Who did this to you, Harriet? Grace wondered.

“So there is no way to track the particular kind of strychnine?” Lillie asked. “No variants to help determine where it came from?”

“I’m afraid not,” Dr. May said.

“What about drug addicts?” Grace asked quietly. “Do they use it?”

“Not usually,” Dr. May said. “No. I’ve heard of some cases where strychnine can be used to adulterate drugs like heroin and cocaine, but then ingestion is accidental.” She paused thoughtfully. “Well. But then there’s the Keeley Cure.”

“The Keeley Cure?”

“It’s a treatment for addicts. Concoctions that contain gold, strychnine, and alcohol that are injected into those battling addictions. To be honest, I have my suspicions about it. I wonder if it does more harm than good.”

Lillie stole a glance at Grace, and the questions Grace had been prepared to ask suddenly died.

Other questions, the ones she most desperately wanted to know, rose up within her, coating her mouth like bubbles.

Could this woman tell her—were the truest, loveliest parts of Walt still safe and hidden away somewhere?
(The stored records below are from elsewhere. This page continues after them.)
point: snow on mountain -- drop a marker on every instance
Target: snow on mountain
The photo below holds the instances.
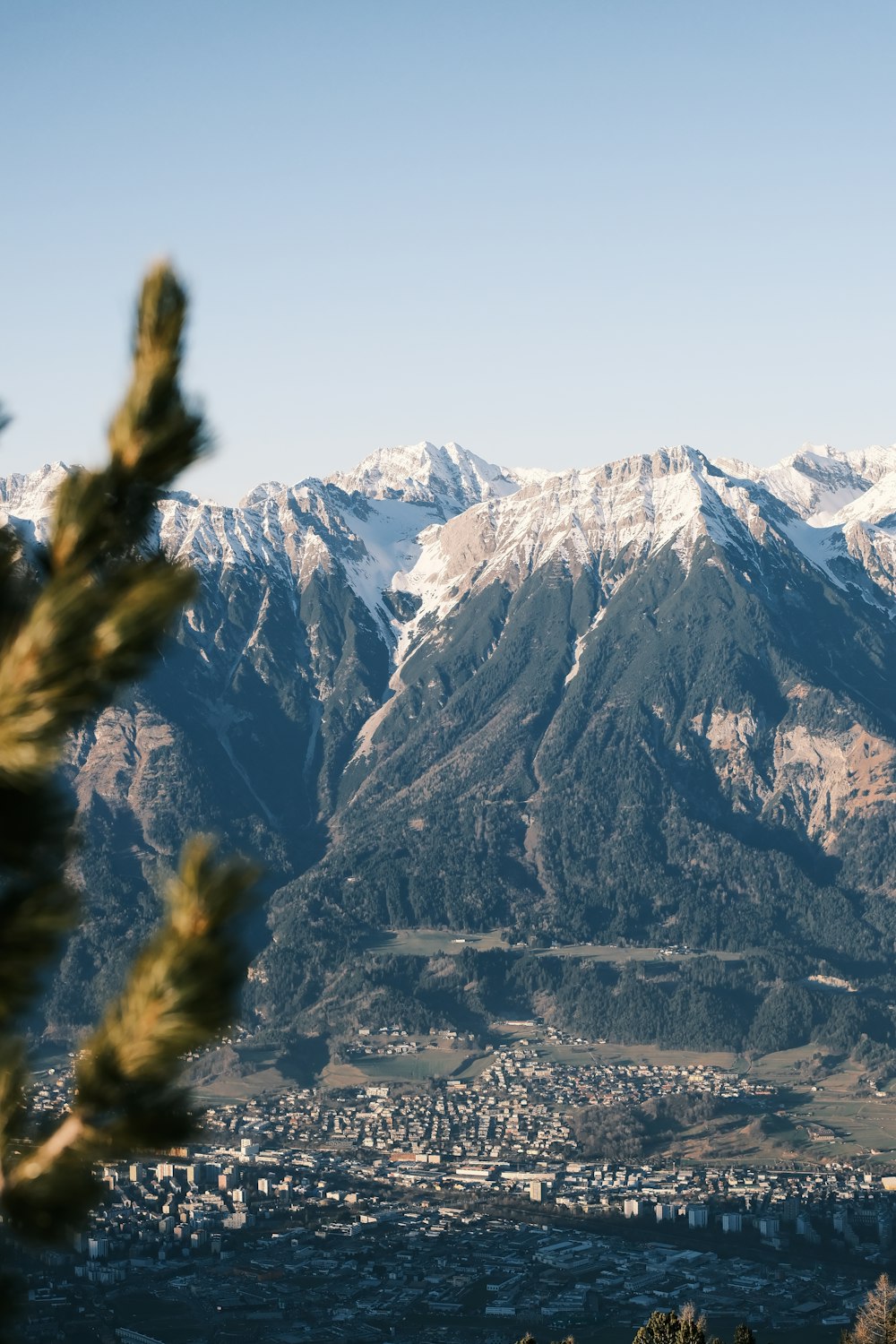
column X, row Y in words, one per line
column 587, row 518
column 435, row 521
column 29, row 499
column 447, row 476
column 817, row 481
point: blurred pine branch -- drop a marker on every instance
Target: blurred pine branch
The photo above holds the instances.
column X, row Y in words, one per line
column 77, row 620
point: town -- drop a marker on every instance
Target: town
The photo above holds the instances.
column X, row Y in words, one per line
column 379, row 1211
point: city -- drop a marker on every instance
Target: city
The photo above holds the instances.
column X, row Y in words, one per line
column 389, row 1209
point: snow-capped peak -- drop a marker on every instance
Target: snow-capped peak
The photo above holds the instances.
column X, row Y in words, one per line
column 424, row 473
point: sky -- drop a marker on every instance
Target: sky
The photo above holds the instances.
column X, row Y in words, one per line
column 555, row 233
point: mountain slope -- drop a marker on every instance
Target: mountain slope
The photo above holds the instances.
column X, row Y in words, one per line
column 648, row 701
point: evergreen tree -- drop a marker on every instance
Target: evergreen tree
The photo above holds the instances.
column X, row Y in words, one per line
column 78, row 617
column 673, row 1328
column 876, row 1317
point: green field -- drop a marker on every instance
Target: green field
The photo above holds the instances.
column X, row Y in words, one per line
column 430, row 943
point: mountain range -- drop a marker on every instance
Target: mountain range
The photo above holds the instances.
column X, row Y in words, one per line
column 649, row 702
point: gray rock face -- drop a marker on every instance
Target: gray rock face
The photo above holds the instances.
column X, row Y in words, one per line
column 586, row 703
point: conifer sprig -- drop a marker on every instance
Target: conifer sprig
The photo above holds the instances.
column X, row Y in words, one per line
column 75, row 621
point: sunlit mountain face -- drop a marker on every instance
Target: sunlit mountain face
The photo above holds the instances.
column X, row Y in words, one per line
column 651, row 701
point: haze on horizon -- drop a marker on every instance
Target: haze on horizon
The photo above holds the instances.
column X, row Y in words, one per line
column 556, row 234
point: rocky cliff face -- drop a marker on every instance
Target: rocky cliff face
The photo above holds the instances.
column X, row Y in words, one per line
column 598, row 703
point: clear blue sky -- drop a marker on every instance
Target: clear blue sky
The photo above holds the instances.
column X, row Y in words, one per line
column 556, row 233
Able to be unfurled and reached again? To be coaxed back out and into the sunshine?

“My brother—” Grace paused. “He…”

“What can be done to help an addict?” Lillie asked, jumping in for her. “What resources are there?”

“Unfortunately, there are too little right now,” Dr. May said.

“I know of some doctors exploring treatment options in New York City. There are a few private options available for those with a substantial amount of money here in this city. But I’m seeing a need for a clinic or something to help those without as many resources.

It’s something I’d like to look into after the fair. ”

Dr. May’s eyes blinked at them behind her large glasses like a small, inquisitive bird. “I’ll need to get back to the hospital soon. What else?”

Grace watched the sunshine and shadows dance over her fingers. “Do you ever feel overwhelmed by all of the hurting people?” she asked.

Dr. May touched her hand gently. “Life often feels like one long, dissonant chord, waiting for release, doesn’t it?

” she said. “Well, I look for those places I can create a little relief for people. Brief moments of harmony.” Her face melted into a glorious smile.

“And what’s been most unexpected is that the notes end up playing a melody in my life as well. ”

Grace held on to that, as though Dr. May had given her a life raft, a rope made of light to cling to.

“Thank you for seeing us, Dr. May,” Lillie said, standing. They helped bring the teacups to the sink.

As Dr. May walked them to the door, Lillie asked, “One more question. Is it possible that the strychnine was administered earlier in the day? How long until the onset of symptoms?”